(L-R) John Elphinstone and George Sheridan

Stop 13 on the B4RN Awards Tour visited a remote farm to celebrate the Clapham project!

We went to Keasden Head with the INCA and ISPA trophies, which were won last year. They’re going out to the volunteers and communities who’ve worked so hard to make B4RN happen over the last ten years.

Farmer Sheila Mason was the wonderfully hospitable host for volunteers Ann Sheridan, George Sheridan and John Elphinstone.

They looked back to the very start and raising funding and interest…

John Elphinstone: “It was raised very quickly which was a reflection of how big the need was.”

Sheila Mason: “The community very much pulled together.”

JE: “Pretty quickly we had half the people [signed up] and I should think now there are relatively few without it.”

Ann Sheridan: “It’s up to about 75%-80%. The thing is, places where we live, we were doing about 0.5Mbps. It was absolutely dire. People in those kind of places couldn’t wait! But take up in the village, where you had reasonable internet, was pretty slow but as more and more things move online, more people wanted it.”

JE: “One of the great motivations from our point of view was we were running our house as a Bed & Breakfast and every time there was a storm the line would go down. On one occasion, it was eight weeks before they could repair it, the following year it was two or three weeks.”

AS: “Given the distances we found we needed contractors. Colin Price, a farmer on the other side of the valley got a moleplough and that really made things go very quickly. The other bits we used diggermen.”

“To Clapham, with love Keasden”, 2016

And how was the terrain…?

JE: *just sighs*

AS: “Variable!”

George Sheridan: “A glacial alluvial with big rocks!”

AS: “Not far from the bridge up Keasden Beck we had to bring it up through a bit of woodland. It was rock. Bowland Shale. It was sharp. That is not a dig I would like to repeat!”

JE: “I spent a lot of time just digging with mud up to my waist!”

Conversation turned to any particular challenges….

JE: “Pretty much this time of year [January / February] – snow and rain and mud! In a trench.”

AS: “One thing stands out… which shows what B4RN can do. We had to take the duct to a farm towards Eldroth.

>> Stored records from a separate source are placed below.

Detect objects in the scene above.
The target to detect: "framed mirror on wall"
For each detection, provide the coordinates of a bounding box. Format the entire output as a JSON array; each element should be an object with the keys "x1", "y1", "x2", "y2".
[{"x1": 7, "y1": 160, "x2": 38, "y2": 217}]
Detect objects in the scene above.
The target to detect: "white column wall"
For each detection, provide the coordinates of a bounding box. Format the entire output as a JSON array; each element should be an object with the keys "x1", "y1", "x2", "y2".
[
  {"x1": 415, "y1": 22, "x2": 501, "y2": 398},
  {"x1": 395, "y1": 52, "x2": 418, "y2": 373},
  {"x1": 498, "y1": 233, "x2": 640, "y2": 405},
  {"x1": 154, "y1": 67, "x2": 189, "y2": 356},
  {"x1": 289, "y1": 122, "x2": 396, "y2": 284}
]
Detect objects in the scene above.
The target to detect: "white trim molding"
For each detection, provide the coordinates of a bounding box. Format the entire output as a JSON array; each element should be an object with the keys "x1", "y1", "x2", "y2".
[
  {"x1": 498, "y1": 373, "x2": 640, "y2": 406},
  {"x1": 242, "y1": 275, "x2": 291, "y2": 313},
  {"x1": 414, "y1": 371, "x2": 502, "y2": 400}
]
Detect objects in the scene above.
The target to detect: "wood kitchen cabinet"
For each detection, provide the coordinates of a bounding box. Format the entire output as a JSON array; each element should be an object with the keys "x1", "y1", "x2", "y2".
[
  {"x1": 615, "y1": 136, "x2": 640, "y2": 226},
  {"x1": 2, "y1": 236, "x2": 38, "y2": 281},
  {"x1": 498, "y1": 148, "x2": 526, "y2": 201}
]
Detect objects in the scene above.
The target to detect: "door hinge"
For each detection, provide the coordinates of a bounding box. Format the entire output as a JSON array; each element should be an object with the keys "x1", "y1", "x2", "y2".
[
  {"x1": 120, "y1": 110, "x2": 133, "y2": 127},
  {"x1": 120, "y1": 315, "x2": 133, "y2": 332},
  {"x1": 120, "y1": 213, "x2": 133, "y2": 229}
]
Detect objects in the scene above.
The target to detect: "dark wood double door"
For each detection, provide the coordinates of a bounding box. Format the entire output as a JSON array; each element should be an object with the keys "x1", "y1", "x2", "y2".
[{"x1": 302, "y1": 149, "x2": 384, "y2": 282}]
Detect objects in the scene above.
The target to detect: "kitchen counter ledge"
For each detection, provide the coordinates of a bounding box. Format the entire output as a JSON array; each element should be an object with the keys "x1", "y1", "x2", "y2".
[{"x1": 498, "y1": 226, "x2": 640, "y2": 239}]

They had a problem in that their existing line had been cut. We got fibre up to them faster than BT repaired the broken line!”

What was the need for B4RN…?

JE: “I remember being out with someone on the route out to Clapham Woods. He’d asked me what my connection need was. Turned out he was a teacher of English as a foreign language. His clients were in Thailand and Hong Kong.”

AS: “He used to have to go and do his lessons sitting in his car at Clapham Station where there was decent mobile signal.”

And how about the social side of B4RN…?

AS: “It helped us make a lot of friends. We’d been here about ten years, you went from just knowing people to suddenly becoming friends.”

The group wished to give honourable mentions to: Simon Peach, who did a lot of the planning; Michael & Norma Stevenson, for their fundraising and being the catering committee; Ian Jones, who was a qualified civil engineer.

A Farmer on B4RN

Our host for this Awards Tour stop was Sheila Mason at Keasden Head farm where, alongside farming duties, they run educational and wellbeing visits.

Sheila told us how having B4RN as helped: “The difference has been absolutely fabulous. Two nights ago, two o’ clock in the morning. We came up to calve a cow. We had our mobile phone with us but, of course, there’s no signal here but we could connect to the Wi-Fi. So we actually rang our local vets at two in the morning, connected to the Wi-Fi.”

Sheila continued to talk about their school visits: “We’ve been running about 14 years. As time’s gone by we’ve been able to improve facilities. When B4RN came in and got us a connection to the classroom it brought us up to speed. We use it with cameras across the farm, everything’s so quick. Things are going from strength to strength. We work with mental health as well, so we’ve lots of services to many groups.”